Ella sabía exactamente lo que él había querido más que nada, lo único que había anhelado todos esos años. Y, sin embargo, ella no había hecho nada.
Aimee se apretó el pecho, abrumada por el peso de su dolor. Ni siquiera Nikolas pudo contener las lágrimas, profundamente conmovido por su dolor.
«¿Por qué? ¿Por qué tiene que morir gente buena? ¿Por qué mi primo? ¿Por qué no alguien como Ryan?»
Nikolas no pudo responder. Todo lo que pudo hacer fue acariciarle la cabeza. Jayson estaba muerto. Ningún deseo o llanto podría hacer retroceder el tiempo.
Finalmente, las lágrimas cesaron. Aimee había llorado hasta quedar seca, con las fuerzas agotadas en un cuerpo que ya soportaba el peso del embarazo.
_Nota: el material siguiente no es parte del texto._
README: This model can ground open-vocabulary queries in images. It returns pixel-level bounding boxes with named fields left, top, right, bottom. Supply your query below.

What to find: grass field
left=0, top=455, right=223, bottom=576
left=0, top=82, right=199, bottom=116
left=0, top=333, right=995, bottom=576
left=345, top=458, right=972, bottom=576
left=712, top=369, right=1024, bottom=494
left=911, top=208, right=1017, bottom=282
«Nikolas, llévame a ver a Bethany».
Él dudó, viendo lo frágil que estaba. «¿Estás segura? Necesitas descansar. Estás agotada, Aimee. Apenas puedes hablar ahora».
«Bethany es por quien mi primo dio su vida. Ahora que se ha ido, es mi responsabilidad protegerla, por él».
Nikolas apretó los labios, con el corazón oprimido. «De acuerdo. Te llevaré hasta allí. Pero prométeme algo, ¿vale? No llores más así. No puedo perderte a ti también. Tengo miedo, Aimee. Tengo miedo de que te pase algo».
Tenía razón en preocuparse. La tensión de su dolor, combinada con el frágil estado de su embarazo, era una mezcla peligrosa. Un paso en falso y todo podría derrumbarse. Para Nikolas, la idea de perderla era una pesadilla que no podía soportar imaginar.